Cruising in Australia is a wonderful opportunity to visit some of the most gorgeous and iconic parts of the country. This is especially true if you have your heart set on a destination that's tricky to get to – all the planning and organisation's done for you, so pretty much all you'll have to do is book, pack, and then decide which cocktails to drink as the sun sets each night! Wherever you choose to go, the option is always there to extend your holiday and see even more sights either before you set sail or once you step back onto dry land at the end of your cruise. Bonus: If you're wanting to go overseas as well, some Australian cruises even swing by Papua New Guinea.
Here are three bucket-list Aussie spots that you can visit on a cruise:
Try this fact on for size: the Kimberley region takes up only a fraction of Western Australia, but is still three times the size of England. Bordered on the north by the Timor Sea and the Indian Ocean on the west, this northernmost corner of WA must surely be one of the most magnificent places on the planet.

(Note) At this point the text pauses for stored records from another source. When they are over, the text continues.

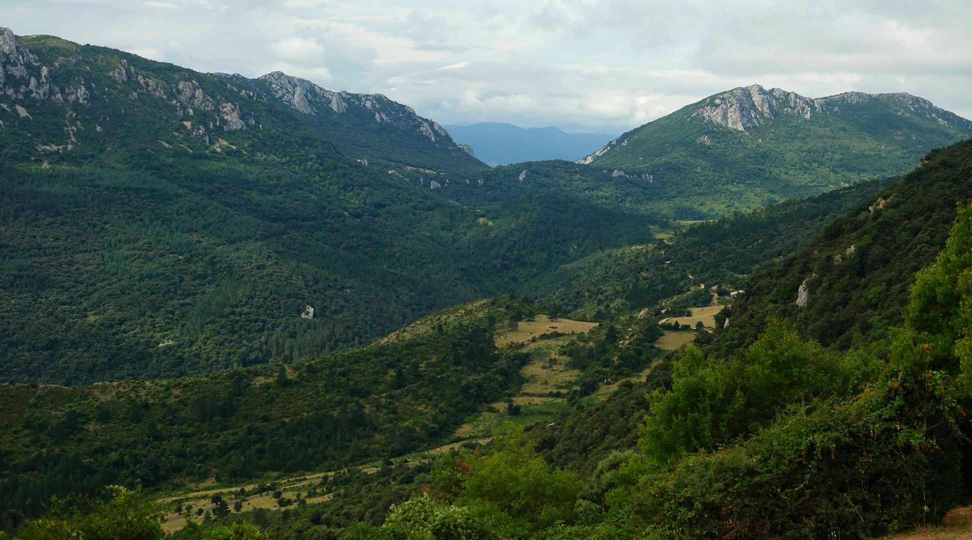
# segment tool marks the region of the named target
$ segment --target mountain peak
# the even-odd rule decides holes
[[[746,131],[760,125],[782,111],[809,118],[818,112],[816,100],[782,88],[766,89],[760,84],[738,86],[706,98],[705,105],[692,117]]]
[[[367,118],[372,124],[389,124],[409,131],[415,130],[435,145],[443,144],[472,155],[469,150],[457,145],[438,122],[424,118],[411,107],[382,94],[329,90],[306,79],[281,71],[267,73],[259,80],[266,83],[278,99],[305,115],[318,116],[330,109],[338,115],[350,114]]]

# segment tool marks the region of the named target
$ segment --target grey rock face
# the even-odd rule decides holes
[[[81,105],[91,104],[91,96],[87,93],[87,88],[85,87],[84,79],[79,79],[77,83],[68,87],[67,100],[70,103],[77,101]]]
[[[780,112],[809,118],[812,112],[819,111],[816,101],[781,88],[766,90],[759,84],[751,84],[710,98],[692,117],[746,131],[775,118]]]
[[[796,291],[796,305],[799,308],[807,308],[807,304],[810,303],[810,289],[807,287],[807,282],[810,278],[807,278],[800,284],[800,287]]]
[[[235,103],[221,103],[220,116],[226,120],[223,128],[226,131],[246,129],[246,122],[240,118],[240,108]]]
[[[210,99],[195,81],[180,81],[176,86],[176,99],[202,111],[212,111],[215,108]]]
[[[51,84],[49,74],[36,56],[20,47],[10,28],[0,27],[0,93],[15,99],[57,98],[60,92]]]
[[[597,151],[597,152],[595,152],[594,153],[592,153],[592,154],[588,155],[587,157],[582,157],[582,158],[580,158],[580,159],[577,159],[577,161],[576,161],[576,162],[577,162],[577,163],[580,163],[581,165],[590,165],[592,161],[594,161],[594,160],[595,160],[595,159],[597,159],[598,157],[601,157],[602,155],[604,155],[604,154],[608,153],[608,151],[610,151],[610,149],[612,149],[612,148],[614,148],[615,146],[617,146],[617,142],[618,142],[618,140],[619,140],[620,138],[621,138],[621,137],[615,137],[613,141],[611,141],[611,142],[608,143],[608,144],[607,144],[607,145],[605,145],[604,147],[601,147],[601,149],[600,149],[600,150],[598,150],[598,151]],[[625,143],[627,143],[627,142],[628,142],[628,141],[627,141],[627,140],[625,140]]]

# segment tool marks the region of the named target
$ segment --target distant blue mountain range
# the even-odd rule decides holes
[[[480,161],[493,166],[543,159],[576,161],[616,136],[567,133],[553,126],[525,129],[500,122],[446,125],[445,128],[457,143],[469,145]]]

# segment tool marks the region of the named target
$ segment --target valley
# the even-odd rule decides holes
[[[0,28],[0,538],[968,535],[972,122],[379,89]]]

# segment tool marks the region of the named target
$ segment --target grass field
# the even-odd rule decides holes
[[[498,332],[496,346],[502,349],[510,343],[526,343],[531,338],[553,331],[562,334],[570,334],[572,332],[582,334],[597,325],[597,322],[571,321],[570,319],[551,321],[545,315],[538,315],[533,321],[521,321],[515,330]]]
[[[715,327],[715,314],[722,311],[723,306],[706,306],[704,308],[690,308],[689,311],[692,313],[689,317],[673,317],[671,319],[663,319],[659,322],[675,322],[678,321],[678,324],[684,326],[688,324],[689,326],[695,326],[695,323],[699,321],[707,328]]]
[[[655,342],[655,347],[664,349],[665,351],[675,351],[686,343],[692,343],[694,339],[695,332],[664,330],[662,337],[658,338],[658,341]]]
[[[507,422],[517,425],[550,422],[566,402],[567,400],[561,397],[539,400],[535,403],[524,403],[520,406],[520,414],[512,417],[506,415],[505,412],[478,413],[456,430],[456,436],[463,438],[487,437],[493,434],[494,429],[502,427]],[[496,403],[494,407],[497,411],[503,411],[506,404]]]

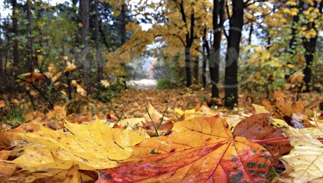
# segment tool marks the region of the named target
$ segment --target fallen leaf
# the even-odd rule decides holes
[[[6,106],[6,103],[5,103],[4,101],[0,101],[0,108],[5,107]]]
[[[110,86],[110,83],[107,80],[101,80],[101,84],[105,88]]]
[[[72,166],[69,169],[66,174],[66,177],[64,179],[63,183],[78,183],[81,180],[79,179],[80,177],[78,176],[78,171],[80,169],[80,166],[76,164]]]
[[[133,148],[139,161],[99,170],[97,182],[270,182],[276,176],[269,153],[245,138],[234,139],[219,116],[177,122],[167,135]]]
[[[7,160],[11,151],[3,150],[0,151],[0,160]]]
[[[295,183],[307,182],[323,176],[323,145],[307,130],[290,128],[285,130],[293,147],[281,158],[292,171],[289,175]]]
[[[131,146],[145,139],[145,135],[139,135],[135,131],[111,129],[98,118],[86,125],[68,121],[65,125],[70,133],[55,131],[40,126],[39,132],[19,134],[34,144],[26,146],[23,155],[11,162],[39,166],[54,161],[51,152],[65,161],[84,163],[96,169],[113,167],[117,165],[115,160],[129,158]]]
[[[4,177],[10,177],[16,171],[16,165],[0,161],[0,175]],[[0,180],[1,180],[0,176]]]
[[[252,104],[252,106],[254,107],[254,109],[256,111],[256,113],[259,114],[260,113],[267,113],[269,112],[268,110],[264,108],[263,106],[261,105],[258,105],[254,104]]]
[[[295,103],[287,96],[280,89],[273,94],[273,102],[264,100],[262,101],[264,108],[277,114],[284,119],[288,125],[297,128],[304,128],[302,123],[307,118],[307,114],[302,101],[299,100]],[[302,114],[303,117],[295,118],[293,114]]]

The ancient, rugged wilderness is famously home to the striped rock formations of the World Heritage Bungle Bungle mountain range in Purnululu National Park. There are also dramatic gorges, towering limestone cliffs and exquisite waterfalls – not to mention the extraordinary Horizontal Falls, described by Sir David Attenborough as “one of the greatest natural wonders of the world”.
Kangaroo Island is Australia's third-largest island (at 155 kilometres in length it's about the size of Puerto Rico), located just over 100 kilometres southwest of Adelaide. Named in 1802 by none other than Matthew Flinders, these days it's a lovely mix of untouched wilderness and stylish places to lay your head or enjoy a delicious meal.

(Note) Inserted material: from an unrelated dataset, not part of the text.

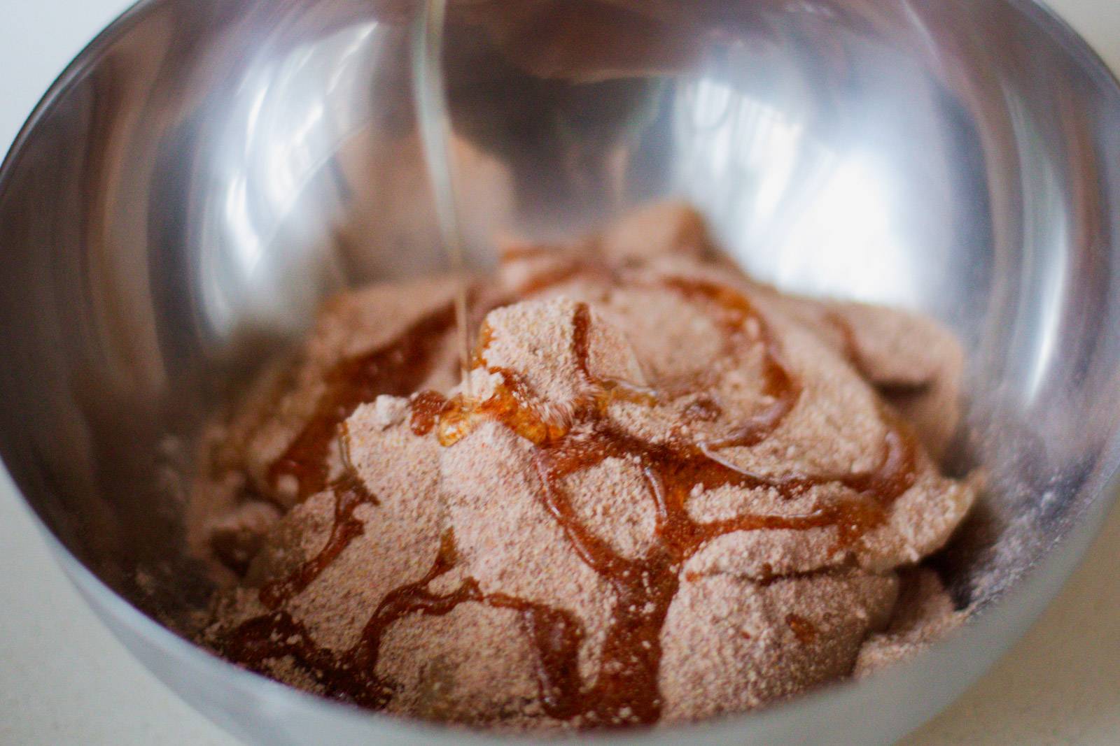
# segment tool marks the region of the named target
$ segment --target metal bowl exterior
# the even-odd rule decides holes
[[[542,57],[544,41],[484,65],[486,25],[455,30],[473,41],[449,83],[477,259],[495,229],[550,236],[689,198],[763,278],[953,327],[970,351],[960,459],[991,478],[944,567],[978,611],[935,652],[756,715],[610,739],[888,743],[1017,639],[1111,501],[1120,88],[1025,0],[666,2],[684,17],[664,26],[626,0],[591,4],[618,23],[607,47],[629,51],[577,56],[582,69]],[[205,594],[181,551],[181,473],[221,381],[298,334],[326,292],[440,267],[409,11],[141,2],[0,170],[4,464],[110,629],[250,743],[465,739],[245,673],[149,616]]]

White-sand beaches make up some of the 509km of coastline, which is also home to the aptly named Remarkable Rocks, and the spot where where cruise ships dock, the quintessential seaside town of Penneshaw. Inland, you'll find huge swathes of bush land supporting loads of native Australian animals, plus spots where the local goodies – including wines, sheep's milk cheese and honey from the Ligurian Bee – are produced.
A living masterpiece. That's how Tourism Australia describes the Great Barrier Reef, the 2,300km-long ecosystem that lies off the coast of Queensland in the beautiful Coral Sea. Stretching from Bundaberg to beyond the northern tip of Cape York, it's greater in size than Tasmania and Victoria combined.
Comprised of thousands of reefs and hundreds of islands (there are 74 in the Whitsundays alone), the Great Barrier Reef is the largest living thing on Earth. Everyone knows it's facing very real threats from, among other things, climate change, but the good news is that (considered and responsible) tourism here is still viable – according to TripSavvy, "the income generated by the Great Barrier Reef’s tourism industry serves as a major justification for ongoing conservation efforts".
It's certainly a bucket-list destination – you can swim, snorkel, dive or sail among truly diverse – and colourful – fish and marine life; explore tropical islands and coastal towns such as Cairns, Hervey Bay, Mission Beach and Port Douglas; and experience the spectacular landscape that lines the coastline, including beaches, mountains and the Daintree Rainforest, another World Heritage-listed wonder in the region.